PECO submitted a proposal to the PA Public Utility Commission in March to increase rates again, which would cause a 9.65% increase in monthly utility bills to residential households.
By the end of February 2020, over 127,700 PECO users were at risk for termination cumulatively owing over $79.5 million in utility bills, according to the PA Public Utility Commission. Only a year later, more than 132,000 households owe up to $150.5 million and are at risk of utility termination.
For PGW users, over 160,000 households were at risk by the end of February 2020, owing over $70.1 million, Marx said. By the same time this year, more 169,000 households owe more than $85.5 million in overdue bills.
As temperatures and utility rates rise, so does the burden on low-income families throughout the city. For households who are unable to pay their bills, many of them are threatened with utility shut-offs.
PGW and PECO users were at-risk of their utilities being shut-off due to debt outstanding debt on their bills. By February 2021, over 169,000 PGW accounts were at-risk of shut offs.
PGW and PECO instituted a utility shut-off moratorium until March 31, 2021 due to the pandemic.
Now, as the moratorium has been lifted and another hot summer approaches, residents worry about losing access to cooling.

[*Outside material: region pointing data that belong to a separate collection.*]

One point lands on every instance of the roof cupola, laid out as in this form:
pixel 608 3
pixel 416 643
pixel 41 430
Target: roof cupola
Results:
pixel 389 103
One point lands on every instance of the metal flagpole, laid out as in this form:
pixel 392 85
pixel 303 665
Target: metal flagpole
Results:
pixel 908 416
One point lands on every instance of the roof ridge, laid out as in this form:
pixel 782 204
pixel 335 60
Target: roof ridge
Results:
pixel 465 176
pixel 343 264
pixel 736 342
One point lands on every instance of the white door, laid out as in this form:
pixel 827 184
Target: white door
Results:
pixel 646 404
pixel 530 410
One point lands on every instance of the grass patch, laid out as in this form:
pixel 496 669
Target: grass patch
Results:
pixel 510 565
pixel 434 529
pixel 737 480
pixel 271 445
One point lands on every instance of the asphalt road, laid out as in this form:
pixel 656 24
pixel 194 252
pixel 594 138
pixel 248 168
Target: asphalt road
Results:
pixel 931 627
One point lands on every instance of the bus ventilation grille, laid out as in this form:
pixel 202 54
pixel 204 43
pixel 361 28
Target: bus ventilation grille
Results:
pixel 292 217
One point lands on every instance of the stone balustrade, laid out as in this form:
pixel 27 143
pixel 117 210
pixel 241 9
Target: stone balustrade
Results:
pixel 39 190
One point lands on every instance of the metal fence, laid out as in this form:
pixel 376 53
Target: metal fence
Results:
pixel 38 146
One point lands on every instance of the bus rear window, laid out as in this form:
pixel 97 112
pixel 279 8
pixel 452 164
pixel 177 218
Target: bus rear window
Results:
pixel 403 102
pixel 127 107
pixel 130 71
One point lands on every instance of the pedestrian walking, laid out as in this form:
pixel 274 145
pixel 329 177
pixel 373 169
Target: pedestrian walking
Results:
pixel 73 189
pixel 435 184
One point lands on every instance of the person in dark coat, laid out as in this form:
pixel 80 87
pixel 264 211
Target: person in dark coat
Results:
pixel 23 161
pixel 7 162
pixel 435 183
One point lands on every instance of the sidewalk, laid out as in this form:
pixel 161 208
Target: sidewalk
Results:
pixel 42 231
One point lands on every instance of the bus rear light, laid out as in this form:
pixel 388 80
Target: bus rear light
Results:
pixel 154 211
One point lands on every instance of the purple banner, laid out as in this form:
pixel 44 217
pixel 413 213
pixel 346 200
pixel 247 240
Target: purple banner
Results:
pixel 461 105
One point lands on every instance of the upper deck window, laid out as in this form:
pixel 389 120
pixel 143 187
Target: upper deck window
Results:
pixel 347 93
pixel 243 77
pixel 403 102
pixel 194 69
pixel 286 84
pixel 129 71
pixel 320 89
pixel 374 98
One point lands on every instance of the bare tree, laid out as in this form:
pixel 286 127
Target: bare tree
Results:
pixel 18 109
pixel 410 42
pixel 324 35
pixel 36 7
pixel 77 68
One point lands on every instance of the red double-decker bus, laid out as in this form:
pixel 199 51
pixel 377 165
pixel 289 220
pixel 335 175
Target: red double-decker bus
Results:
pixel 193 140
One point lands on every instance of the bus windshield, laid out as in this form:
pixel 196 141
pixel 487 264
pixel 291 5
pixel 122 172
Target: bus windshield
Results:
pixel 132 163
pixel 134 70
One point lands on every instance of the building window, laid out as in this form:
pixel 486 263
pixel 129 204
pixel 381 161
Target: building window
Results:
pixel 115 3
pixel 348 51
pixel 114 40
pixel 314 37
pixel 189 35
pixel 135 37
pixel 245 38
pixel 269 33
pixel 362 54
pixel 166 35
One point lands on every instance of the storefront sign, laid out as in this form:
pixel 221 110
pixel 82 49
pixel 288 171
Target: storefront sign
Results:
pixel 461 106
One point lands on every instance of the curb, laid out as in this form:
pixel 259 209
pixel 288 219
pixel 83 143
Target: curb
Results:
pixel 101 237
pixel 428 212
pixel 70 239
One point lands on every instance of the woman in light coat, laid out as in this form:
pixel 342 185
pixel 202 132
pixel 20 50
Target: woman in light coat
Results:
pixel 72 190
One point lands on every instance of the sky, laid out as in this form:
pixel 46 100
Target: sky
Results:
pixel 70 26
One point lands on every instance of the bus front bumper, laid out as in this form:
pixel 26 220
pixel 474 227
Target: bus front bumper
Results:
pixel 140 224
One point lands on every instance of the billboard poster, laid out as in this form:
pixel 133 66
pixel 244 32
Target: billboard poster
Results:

“We’re going to go through another summer where people are going to be largely in their home and needing electricity to run fans and cooling equipment,” Marx said. “So we’re about to step in a level of accounts at risk of termination that we really haven’t ever seen.”
Aside from emergency relief, the City had also been trying to help residents lower energy costs in other ways. In 2018, it initiated the Clean Energy Vision Action Plan as an extension of the Office of Sustainability’s Powering Our Future report, which outlined the City’s plan to update Philadelphia’s energy system. The action plan set a goal to eliminate the energy burden for 33% of Philadelphians who struggle to pay their bills by updating the service lines that carry energy around the city, lowering leakage.
Since 2013, Philadelphia has reduced the average energy burden across the city by 0.9%, and 1.2% across the most burdened communities, according to Knapp.
The Philadelphia Energy Authority has also stepped up to help lower-income families make energy-saving home repairs with the Built to Last program.
“I don’t think you can do meaningful energy efficiency in low-income owned row homes without addressing the rest of the issues in the home,” Emily Schapira, the president and CEO of the Philadelphia Energy Authority, said.
The Built to Last program launched in 2020 and focuses on repairing homes in Philadelphia in collaboration with PGW and Habitat for Humanity, from steps to roofs, which will help residents save on utility bills through proper weatherization, Schapira said.
The City also released its updated Climate Action Playbook in January of this year, which includes plans to help fund long-term home repair for 25,000 low and moderate-income homes by 2026.
“You sort of have to look at it holistically in order to achieve those energy savings for real,” Schapira said.